第七百七十九章:難道是詛咒嗎?(1/2)
「你這話說的是什麼意思?你到底想說些什麼?」劉文眾皺著眉頭,一臉凝重的看著眼前的這個道士。
這個道士說的並不是空穴來風,雖然劉文眾不太相信這些,可是現在經過道士這麼提醒,也不由得惴惴不安起來。
「我這話沒有什麼意思,也沒想說些什麼,只是世事難料,福禍相依,年齡尚小被立為太子,恐怕禍大於福啊!」道士再次說道。
道士語不驚人死不休,不停的衝擊著劉文眾的心理防線。
「你是什麼人?竟然敢在這裡大放厥詞,竟然還敢當中咒如今的太子,這話要是傳到陛下哪裡去,你覺得你還能活著嗎?」劉文眾的司機不信這個邪,指著道士的鼻子,開口喝罵道。
道士只是冷冰冰的瞥了一眼司機,又衝著劉文眾說道:「從古到今,凡開國皇帝的太子,幾乎沒有好的下場。
其中,更以前朝詭異。懿文太子朱標乃是洪武皇帝的嫡長子,倍受洪武皇帝寵愛。
懿文太子早早的都被洪武皇帝立為了太子,而且,太子的地位非常穩固。
洪武皇帝的其他的兒子對於懿文太子來說,沒有一丁點的威脅,整個朝堂之間,沒有任何人質疑,幾乎整個朝堂都支持懿文太子,他的那些兄弟們也都服他。
懿文太子沒有歷史上的奪嫡遭遇,也沒有人和他掙。
如果沒有意外的話,懿文太子肯定肯定會成為下一個皇帝。
可是結果呢?洪武二十四年八月,懿文太子奉洪武皇帝巡視陝西,於第二年返回金陵。
出發之前,懿文太子身體強健,沒有病症,回來之後,身體也非常強健,沒有病症。可是,好端端的一個大活人,竟然突然說沒就沒了,這裡面的原因,誰能說的清?
毛難道大人不覺得當今太子殿下非常像懿文太子嗎?」
道士臉色平靜,一字一句的說著。
「住口,妖言惑眾!」劉文眾開口呵斥道。
「你知道你在說什麼?你在找死嗎?還是說你嫌棄自己活的時間長了?神神叨叨的,哪裡有道士的樣子?
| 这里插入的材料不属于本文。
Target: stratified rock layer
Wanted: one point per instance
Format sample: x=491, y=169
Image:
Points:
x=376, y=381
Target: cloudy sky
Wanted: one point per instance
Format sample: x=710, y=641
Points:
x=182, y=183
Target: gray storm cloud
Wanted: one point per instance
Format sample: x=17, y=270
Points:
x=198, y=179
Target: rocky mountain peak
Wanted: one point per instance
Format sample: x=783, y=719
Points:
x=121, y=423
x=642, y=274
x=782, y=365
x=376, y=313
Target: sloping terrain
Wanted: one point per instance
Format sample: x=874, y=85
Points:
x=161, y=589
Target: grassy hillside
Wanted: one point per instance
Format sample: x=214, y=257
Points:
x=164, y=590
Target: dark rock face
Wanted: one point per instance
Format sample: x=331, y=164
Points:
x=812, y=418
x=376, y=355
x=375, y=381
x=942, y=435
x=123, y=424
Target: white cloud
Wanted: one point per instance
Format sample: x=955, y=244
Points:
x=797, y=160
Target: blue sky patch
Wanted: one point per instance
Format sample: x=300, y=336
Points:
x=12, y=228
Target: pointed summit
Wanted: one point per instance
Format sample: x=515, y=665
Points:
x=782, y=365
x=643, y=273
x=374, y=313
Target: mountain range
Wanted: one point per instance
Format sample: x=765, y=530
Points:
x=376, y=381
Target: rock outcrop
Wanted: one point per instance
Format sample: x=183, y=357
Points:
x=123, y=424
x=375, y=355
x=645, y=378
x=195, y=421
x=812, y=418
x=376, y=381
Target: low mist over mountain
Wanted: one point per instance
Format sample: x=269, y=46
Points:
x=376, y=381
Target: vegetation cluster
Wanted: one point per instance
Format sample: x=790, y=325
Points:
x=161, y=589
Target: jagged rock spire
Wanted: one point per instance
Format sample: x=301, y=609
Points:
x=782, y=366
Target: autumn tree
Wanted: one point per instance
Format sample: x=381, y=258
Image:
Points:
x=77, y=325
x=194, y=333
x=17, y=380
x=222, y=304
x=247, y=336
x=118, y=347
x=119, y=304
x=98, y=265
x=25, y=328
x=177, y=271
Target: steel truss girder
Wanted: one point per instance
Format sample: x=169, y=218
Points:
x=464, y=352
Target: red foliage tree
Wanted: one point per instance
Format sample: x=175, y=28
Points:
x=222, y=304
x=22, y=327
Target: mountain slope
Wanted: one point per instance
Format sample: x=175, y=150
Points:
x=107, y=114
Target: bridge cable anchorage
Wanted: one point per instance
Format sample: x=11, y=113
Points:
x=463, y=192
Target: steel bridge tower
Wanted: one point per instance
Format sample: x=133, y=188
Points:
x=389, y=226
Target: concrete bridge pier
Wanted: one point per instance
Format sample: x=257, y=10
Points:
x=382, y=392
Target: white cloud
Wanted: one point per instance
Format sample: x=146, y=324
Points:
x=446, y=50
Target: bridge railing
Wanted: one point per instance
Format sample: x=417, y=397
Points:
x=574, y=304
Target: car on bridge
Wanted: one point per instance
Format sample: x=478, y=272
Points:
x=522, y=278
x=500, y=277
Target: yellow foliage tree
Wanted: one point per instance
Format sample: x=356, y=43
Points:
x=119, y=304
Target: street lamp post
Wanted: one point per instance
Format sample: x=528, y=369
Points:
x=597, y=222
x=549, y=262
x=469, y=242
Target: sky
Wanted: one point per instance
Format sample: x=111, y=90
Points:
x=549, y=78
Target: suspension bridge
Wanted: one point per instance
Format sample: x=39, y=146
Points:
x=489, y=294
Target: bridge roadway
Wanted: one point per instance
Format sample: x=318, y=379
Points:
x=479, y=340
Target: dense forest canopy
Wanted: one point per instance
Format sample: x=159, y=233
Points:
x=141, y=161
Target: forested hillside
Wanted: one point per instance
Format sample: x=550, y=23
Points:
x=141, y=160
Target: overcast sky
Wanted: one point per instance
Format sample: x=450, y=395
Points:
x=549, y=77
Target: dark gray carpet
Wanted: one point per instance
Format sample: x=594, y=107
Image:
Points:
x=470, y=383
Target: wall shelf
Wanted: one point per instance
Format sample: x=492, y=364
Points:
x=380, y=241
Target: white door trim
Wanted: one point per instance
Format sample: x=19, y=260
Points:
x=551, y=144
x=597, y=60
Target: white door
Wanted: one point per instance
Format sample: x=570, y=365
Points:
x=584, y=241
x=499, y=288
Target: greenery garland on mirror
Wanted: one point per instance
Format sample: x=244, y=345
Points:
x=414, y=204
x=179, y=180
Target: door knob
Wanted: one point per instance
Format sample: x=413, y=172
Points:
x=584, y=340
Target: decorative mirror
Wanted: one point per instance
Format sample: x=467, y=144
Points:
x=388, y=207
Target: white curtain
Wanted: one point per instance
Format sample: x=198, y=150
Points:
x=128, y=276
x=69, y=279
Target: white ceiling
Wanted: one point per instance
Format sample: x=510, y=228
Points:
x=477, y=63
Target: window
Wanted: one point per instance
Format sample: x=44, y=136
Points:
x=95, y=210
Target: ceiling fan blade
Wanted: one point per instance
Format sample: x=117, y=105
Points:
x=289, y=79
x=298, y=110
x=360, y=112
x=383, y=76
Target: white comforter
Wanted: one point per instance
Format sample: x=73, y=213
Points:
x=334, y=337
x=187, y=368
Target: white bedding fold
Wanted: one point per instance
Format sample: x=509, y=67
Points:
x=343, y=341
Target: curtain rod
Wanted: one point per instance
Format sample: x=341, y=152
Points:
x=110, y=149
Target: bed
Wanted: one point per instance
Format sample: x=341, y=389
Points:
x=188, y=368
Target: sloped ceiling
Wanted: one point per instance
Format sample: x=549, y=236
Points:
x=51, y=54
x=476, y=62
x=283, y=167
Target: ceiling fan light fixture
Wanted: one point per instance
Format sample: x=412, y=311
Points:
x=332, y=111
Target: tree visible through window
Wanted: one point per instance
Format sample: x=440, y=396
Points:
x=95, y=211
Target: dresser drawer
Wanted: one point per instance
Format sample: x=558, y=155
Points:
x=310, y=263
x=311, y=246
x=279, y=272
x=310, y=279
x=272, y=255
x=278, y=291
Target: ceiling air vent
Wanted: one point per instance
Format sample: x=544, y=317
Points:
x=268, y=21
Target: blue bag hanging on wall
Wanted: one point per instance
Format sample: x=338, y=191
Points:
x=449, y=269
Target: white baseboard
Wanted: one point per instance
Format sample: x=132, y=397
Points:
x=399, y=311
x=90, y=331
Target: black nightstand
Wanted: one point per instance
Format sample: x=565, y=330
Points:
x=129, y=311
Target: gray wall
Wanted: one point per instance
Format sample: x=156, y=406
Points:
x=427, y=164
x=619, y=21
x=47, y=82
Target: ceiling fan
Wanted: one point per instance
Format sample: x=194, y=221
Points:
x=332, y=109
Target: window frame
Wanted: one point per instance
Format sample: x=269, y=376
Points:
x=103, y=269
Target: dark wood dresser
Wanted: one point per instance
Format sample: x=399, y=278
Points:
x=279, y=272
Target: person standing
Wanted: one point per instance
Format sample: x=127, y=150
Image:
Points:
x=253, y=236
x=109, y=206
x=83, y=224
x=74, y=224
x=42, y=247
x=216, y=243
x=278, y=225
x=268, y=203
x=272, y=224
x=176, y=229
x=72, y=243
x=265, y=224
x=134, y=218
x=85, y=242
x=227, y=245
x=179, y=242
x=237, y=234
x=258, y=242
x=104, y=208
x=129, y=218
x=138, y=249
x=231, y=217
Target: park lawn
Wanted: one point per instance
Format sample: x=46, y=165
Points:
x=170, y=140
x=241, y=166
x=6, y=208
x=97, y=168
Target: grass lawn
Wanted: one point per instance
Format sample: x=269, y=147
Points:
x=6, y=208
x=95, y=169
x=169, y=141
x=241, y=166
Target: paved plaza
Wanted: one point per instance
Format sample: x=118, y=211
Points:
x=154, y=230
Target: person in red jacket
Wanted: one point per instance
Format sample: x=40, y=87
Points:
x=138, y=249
子不語怪力亂神,你以為你說的這些事情我會相信嗎?我告訴你,趕緊給我滾,趁我還沒有發火之前趕緊給我滾。」劉文眾指著道士的鼻子,破口大罵。
劉文眾很少這樣失態,如果不是這個道士說的實在是太過匪夷所思,劉文眾也不會這樣罵人。
「唉!!!」
道士沒有說什麼,長長的嘆了一口氣,轉身離去。
「大人,此人雖然瘋癲,但是並無道理啊?」司機看著道士離開的背影,開口說道。
劉文眾瞪著司機,冷聲道:「太子之事豈是你我能置喙的?不該問的別問,不該說的別說!」
劉文眾說罷,便轉過身子,回到了燒柴汽車當中。
劉文眾活了大半輩子,人老成精,這個道士說的也有幾分道理,剛開始的時候確實將劉文眾給哄住了。
但劉文眾畢竟是經歷過大風大浪的人,短時間之內便恢復了過來。
劉文眾不相信這個道士會無緣無故的在這裡等著自己,然後說出這種話。
這個道士這樣做,必定有所目的。
如果劉文眾在這個時候相信了,那麼便落入了這個道士的圈套。
其實劉文眾現在已經有些相信了,可是劉文眾不能當場承認,因為這裡面的代價關係實在是太大了。
回到家之後,劉文眾心裡依舊想著這些事情。
就算是吃飯的時候,也沒有任何心思。
匆匆的吃完飯之後,劉文眾便來到了書房當中,思考著這些事情。
想著想著,劉文眾便覺得,此事還是給趙文說一聲。
劉文眾取出幾張宣紙,鋪在桌子上,開始寫了起來。
第二天一大早,劉文眾便帶著奏摺來到了御書房中。
趙文看著站在御書房中的劉文眾,打了一個哈欠。
「愛卿這麼早有什麼事情嗎?」趙文看著劉文眾,開口問道。
劉文眾將奏摺從懷中取了出來,看著趙文,說道:「陛下,臣昨天下午回家的時候遇到了一件事情,臣回去之後,思來想去,覺得此事事關重大。」
「什麼事啊?」趙文開口問道。
劉文眾將奏摺交給了走下來的陳東來,道:「陛下,這件事情臣已經詳細的寫在了奏摺上,還請陛下過目。」
「好,朕就看看到底是什麼事情竟然讓愛情這麼早就跑來找朕!」趙文將奏摺從陳東來的手中拿了過來,看了起來。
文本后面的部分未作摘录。